Die Wissenschaftler der „Audi-Verkehrsforschung“ (AARU, Audi Accident Research Unit), eines interdisziplinären Projekts der Uniklinik Regensburg zur Entwicklung aktiver und passiver Sicherheitssysteme in Zusammenarbeit mit Audi, untersuchten 960 Pkw-Unfälle. Die insgesamt 1.700 Unfallbeteiligten waren zwischen 18 und 88 Jahre alt und überwiegend Männer. Der durchschnittliche Unfallfahrer war 40 Jahre alt, verfügte seit 20 Jahren über einen Führerschein und war jährlich 32.000 Kilometer unterwegs.

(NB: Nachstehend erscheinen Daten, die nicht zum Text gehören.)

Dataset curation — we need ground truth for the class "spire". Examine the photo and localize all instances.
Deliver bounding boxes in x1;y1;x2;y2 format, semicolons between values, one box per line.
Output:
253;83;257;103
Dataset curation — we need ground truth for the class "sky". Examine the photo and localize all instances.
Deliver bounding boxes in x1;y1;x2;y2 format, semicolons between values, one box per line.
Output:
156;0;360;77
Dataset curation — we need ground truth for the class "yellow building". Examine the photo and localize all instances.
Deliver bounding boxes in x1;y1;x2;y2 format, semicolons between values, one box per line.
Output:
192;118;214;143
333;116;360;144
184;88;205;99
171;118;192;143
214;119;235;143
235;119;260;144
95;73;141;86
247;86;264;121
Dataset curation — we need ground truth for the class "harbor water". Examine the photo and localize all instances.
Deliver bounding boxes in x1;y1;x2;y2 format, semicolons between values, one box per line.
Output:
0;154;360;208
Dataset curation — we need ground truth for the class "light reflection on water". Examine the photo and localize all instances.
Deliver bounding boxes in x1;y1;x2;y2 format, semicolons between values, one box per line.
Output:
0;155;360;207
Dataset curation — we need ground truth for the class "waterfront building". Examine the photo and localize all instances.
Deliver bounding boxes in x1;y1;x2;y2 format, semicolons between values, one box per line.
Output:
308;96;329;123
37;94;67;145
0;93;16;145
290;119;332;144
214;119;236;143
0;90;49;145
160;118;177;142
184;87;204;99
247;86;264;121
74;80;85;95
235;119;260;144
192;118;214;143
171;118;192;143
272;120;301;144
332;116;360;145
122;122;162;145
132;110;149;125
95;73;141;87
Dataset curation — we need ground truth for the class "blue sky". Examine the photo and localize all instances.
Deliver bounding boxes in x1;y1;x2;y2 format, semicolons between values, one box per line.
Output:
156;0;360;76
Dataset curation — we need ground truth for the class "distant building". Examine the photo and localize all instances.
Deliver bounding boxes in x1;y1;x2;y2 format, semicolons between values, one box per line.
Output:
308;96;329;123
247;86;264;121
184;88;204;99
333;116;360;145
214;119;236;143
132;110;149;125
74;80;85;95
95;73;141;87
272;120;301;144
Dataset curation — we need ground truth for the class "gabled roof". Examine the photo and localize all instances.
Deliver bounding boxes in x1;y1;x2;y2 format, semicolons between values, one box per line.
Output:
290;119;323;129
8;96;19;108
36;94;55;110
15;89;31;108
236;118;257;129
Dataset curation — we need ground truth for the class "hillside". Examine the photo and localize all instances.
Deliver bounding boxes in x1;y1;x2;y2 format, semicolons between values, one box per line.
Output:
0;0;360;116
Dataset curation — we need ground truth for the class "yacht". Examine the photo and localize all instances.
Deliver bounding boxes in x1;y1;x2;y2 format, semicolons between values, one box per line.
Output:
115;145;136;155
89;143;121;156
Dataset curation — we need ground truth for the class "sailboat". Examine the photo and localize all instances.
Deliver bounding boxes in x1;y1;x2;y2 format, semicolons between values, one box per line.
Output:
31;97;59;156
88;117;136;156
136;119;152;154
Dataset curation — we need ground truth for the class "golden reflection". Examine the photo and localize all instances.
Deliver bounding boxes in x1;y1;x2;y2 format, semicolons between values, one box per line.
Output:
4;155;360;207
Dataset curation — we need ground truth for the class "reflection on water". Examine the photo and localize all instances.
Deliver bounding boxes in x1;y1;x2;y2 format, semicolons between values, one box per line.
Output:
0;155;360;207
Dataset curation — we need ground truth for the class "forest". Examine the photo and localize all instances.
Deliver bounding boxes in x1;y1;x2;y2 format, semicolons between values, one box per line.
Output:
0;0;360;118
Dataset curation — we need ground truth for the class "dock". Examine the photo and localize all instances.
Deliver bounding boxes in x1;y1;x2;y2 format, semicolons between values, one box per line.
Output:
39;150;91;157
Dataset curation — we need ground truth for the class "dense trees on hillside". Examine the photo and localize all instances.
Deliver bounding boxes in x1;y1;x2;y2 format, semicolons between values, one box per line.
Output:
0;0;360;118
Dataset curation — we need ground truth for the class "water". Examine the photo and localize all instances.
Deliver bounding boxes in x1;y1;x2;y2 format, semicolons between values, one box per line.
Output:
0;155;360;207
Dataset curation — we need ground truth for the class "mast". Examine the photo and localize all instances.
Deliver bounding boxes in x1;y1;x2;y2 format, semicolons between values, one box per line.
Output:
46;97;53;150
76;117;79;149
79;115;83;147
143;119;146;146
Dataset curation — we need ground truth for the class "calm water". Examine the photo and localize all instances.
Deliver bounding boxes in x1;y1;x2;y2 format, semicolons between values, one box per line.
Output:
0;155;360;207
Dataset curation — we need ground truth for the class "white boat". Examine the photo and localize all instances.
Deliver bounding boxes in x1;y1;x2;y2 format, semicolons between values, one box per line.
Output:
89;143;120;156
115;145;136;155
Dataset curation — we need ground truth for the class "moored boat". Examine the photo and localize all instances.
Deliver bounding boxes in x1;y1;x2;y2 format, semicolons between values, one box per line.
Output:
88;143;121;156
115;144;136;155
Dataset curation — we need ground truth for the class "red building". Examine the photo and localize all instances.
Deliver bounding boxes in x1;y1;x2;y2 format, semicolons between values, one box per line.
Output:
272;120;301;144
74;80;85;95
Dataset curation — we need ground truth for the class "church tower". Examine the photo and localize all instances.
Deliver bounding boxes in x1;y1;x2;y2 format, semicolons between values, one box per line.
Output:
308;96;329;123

Interviews mit den Beteiligten und technische Rekonstruktionen der Zusammenstöße führten zu der Haupterkenntnis, dass die „häufigste Unfallursache für alle Altersgruppen im Bereich der Informationsaufnahme liegt“. Damit ist die Frage gemeint, ob die entscheidenden Informationen im Verkehrsgeschehen und in der Umwelt vor einem Crash subjektiv überhaupt erkannt wurden, wie die AARU-Wissenschaftlerinnen und -Wissenschaftler festhielten. In Zeiten intensiven Herumspielens am Smartphone ist dieses Ergebnis vielleicht nicht sehr überraschend. Allerdings gewannen die Forscher auch die Einsicht, dass das Informationsdefizit als Unfallursache mit zunehmendem Alter sogar noch ansteigt, und zwar deutlich von 50 auf 70 Prozent.
Zwischen den Altersstufen gibt es teils erhebliche Unterschiede im subjektiven Fehlverhalten. Ältere Fahrerinnen und Fahrer verunfallen öfter durch „Handlungsfehler“, das heißt, sie vertun sich bei der Bedienung des Autos, verwechseln etwa die Pedale. Obwohl sie die Situation richtig einschätzten, reagieren sie falsch.
Junge Fahrerinnen und Fahrer unterliegen vielfach einer Fehleinschätzung des Autos, verhauen sich beispielsweise mit der Länge oder Breite des Fahrzeugs. Das passiert den Senioren so gut wie nie. Auffällig ist auch, dass die Jungen oft durch überhöhte Geschwindigkeit und andere absichtliche Regelverstöße zu Verursachern eines Unglücks werden. Auch in diesem Punkt tendiert der Anteil der Älteren gegen null.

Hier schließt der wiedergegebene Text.